--------------------------------------------------------------------------------
Ground combat at Ponape
Japanese Shock attack
Attacking force 10827 troops, 49 guns, 0 vehicles
Defending force 17396 troops, 142 guns, 0 vehicles
Japanese assault odds: 22 to 1
Japanese ground losses:
161 casualties reported
Guns lost 11
Allied ground losses:
15263 casualties reported
Guns lost 138
------------------------------------------------------------------------------
--------------------------------------------------------------------------------
Ground combat at Kuala
Japanese Shock attack
Attacking force 750 troops, 0 guns, 0 vehicles
Defending force 381 troops, 0 guns, 0 vehicles
Japanese assault odds: 106 to 1
Allied ground losses:
6 casualties reported
Defeated Allied Units Retreating!
Obviously, I'm missing something. I've never imagined myself a strategic genius or anything, but I landed 2 whole U.S. infantry divisions at Ponape (defended by a naval construction brigade, an engineer maintenance unit, and an infantry unit -- forget size and type, but not a division), bombed it once (then withdrew carriers to avoid retribution from stronger enemy group), and, similarly, at Kuala I landed two Dutch infantry battalions against a single construction battalion.

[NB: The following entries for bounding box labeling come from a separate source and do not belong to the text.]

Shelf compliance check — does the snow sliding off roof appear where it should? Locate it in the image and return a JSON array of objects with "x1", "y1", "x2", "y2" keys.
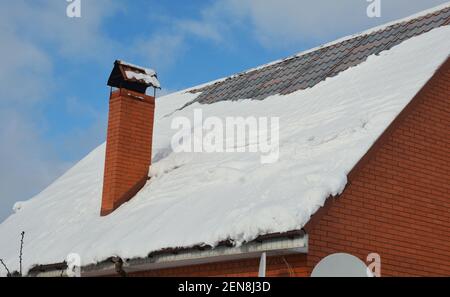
[{"x1": 0, "y1": 11, "x2": 450, "y2": 273}]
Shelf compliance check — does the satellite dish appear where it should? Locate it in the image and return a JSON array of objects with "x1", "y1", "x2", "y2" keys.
[{"x1": 311, "y1": 253, "x2": 373, "y2": 277}]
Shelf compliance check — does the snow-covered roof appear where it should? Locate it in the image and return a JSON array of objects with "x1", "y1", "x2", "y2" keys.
[{"x1": 0, "y1": 7, "x2": 450, "y2": 274}]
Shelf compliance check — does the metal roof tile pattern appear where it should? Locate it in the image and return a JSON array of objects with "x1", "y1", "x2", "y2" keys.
[{"x1": 188, "y1": 7, "x2": 450, "y2": 104}]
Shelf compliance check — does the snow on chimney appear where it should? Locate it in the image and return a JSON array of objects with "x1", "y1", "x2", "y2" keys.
[{"x1": 100, "y1": 61, "x2": 160, "y2": 216}]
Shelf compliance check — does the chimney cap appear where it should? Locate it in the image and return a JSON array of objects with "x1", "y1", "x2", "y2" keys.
[{"x1": 108, "y1": 60, "x2": 161, "y2": 94}]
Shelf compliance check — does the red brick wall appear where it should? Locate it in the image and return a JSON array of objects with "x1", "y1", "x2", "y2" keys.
[
  {"x1": 101, "y1": 89, "x2": 155, "y2": 215},
  {"x1": 306, "y1": 57, "x2": 450, "y2": 276},
  {"x1": 128, "y1": 61, "x2": 450, "y2": 276}
]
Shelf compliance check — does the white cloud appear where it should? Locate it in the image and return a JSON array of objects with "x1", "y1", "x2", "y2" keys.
[
  {"x1": 0, "y1": 0, "x2": 120, "y2": 222},
  {"x1": 0, "y1": 108, "x2": 68, "y2": 222},
  {"x1": 222, "y1": 0, "x2": 447, "y2": 48},
  {"x1": 133, "y1": 34, "x2": 186, "y2": 73}
]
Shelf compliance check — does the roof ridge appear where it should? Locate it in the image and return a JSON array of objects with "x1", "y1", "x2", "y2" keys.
[{"x1": 179, "y1": 1, "x2": 450, "y2": 93}]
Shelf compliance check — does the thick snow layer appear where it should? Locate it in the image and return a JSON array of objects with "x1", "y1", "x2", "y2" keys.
[
  {"x1": 125, "y1": 70, "x2": 161, "y2": 88},
  {"x1": 0, "y1": 26, "x2": 450, "y2": 274}
]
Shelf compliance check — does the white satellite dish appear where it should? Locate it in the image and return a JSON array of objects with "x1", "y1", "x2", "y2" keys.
[{"x1": 311, "y1": 253, "x2": 373, "y2": 277}]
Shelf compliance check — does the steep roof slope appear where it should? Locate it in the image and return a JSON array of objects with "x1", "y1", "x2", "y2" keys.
[{"x1": 0, "y1": 4, "x2": 450, "y2": 274}]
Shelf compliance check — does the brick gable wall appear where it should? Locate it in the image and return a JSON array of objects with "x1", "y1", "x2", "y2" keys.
[{"x1": 128, "y1": 60, "x2": 450, "y2": 276}]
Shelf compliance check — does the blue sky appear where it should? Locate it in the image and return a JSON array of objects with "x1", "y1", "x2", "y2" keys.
[{"x1": 0, "y1": 0, "x2": 446, "y2": 221}]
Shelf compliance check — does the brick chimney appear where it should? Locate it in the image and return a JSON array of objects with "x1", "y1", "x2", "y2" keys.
[{"x1": 100, "y1": 61, "x2": 159, "y2": 216}]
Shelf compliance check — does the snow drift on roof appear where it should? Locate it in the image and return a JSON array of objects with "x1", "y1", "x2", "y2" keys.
[{"x1": 0, "y1": 26, "x2": 450, "y2": 274}]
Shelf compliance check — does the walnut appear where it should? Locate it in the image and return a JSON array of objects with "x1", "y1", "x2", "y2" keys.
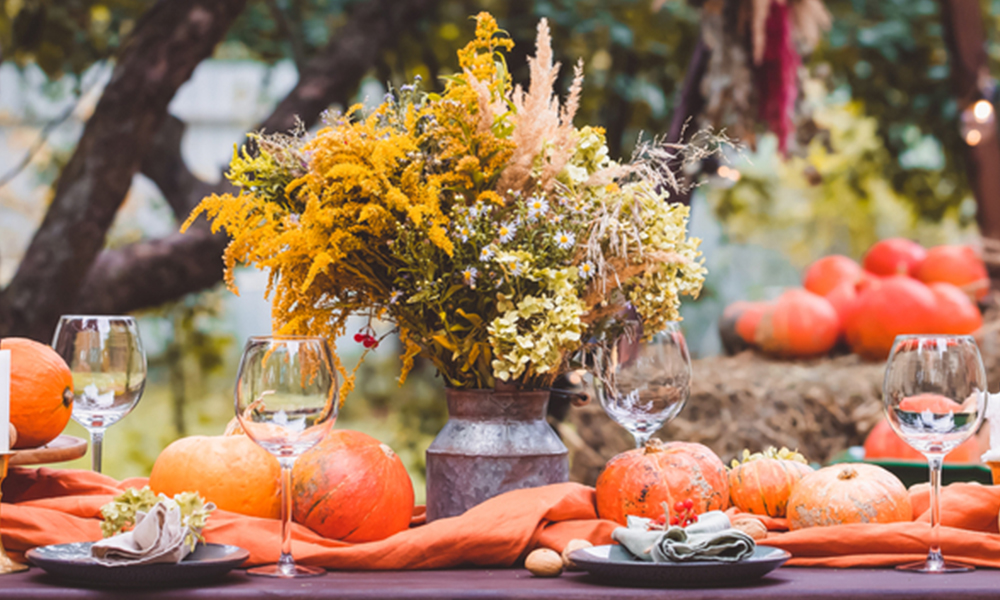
[{"x1": 524, "y1": 548, "x2": 562, "y2": 577}]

Both landings were amply supplied; in the previous combat round neither side achieved anything so overwhelming (assault odds 0 to 1 or 1 to 1 on both sides).
How is it that in this round the AI got such overwhelming odds? This doesn't make any sense to me. I would really like to see whatever logic is behind the results I got. And that's not a complaint so much as a genuine desire to understand.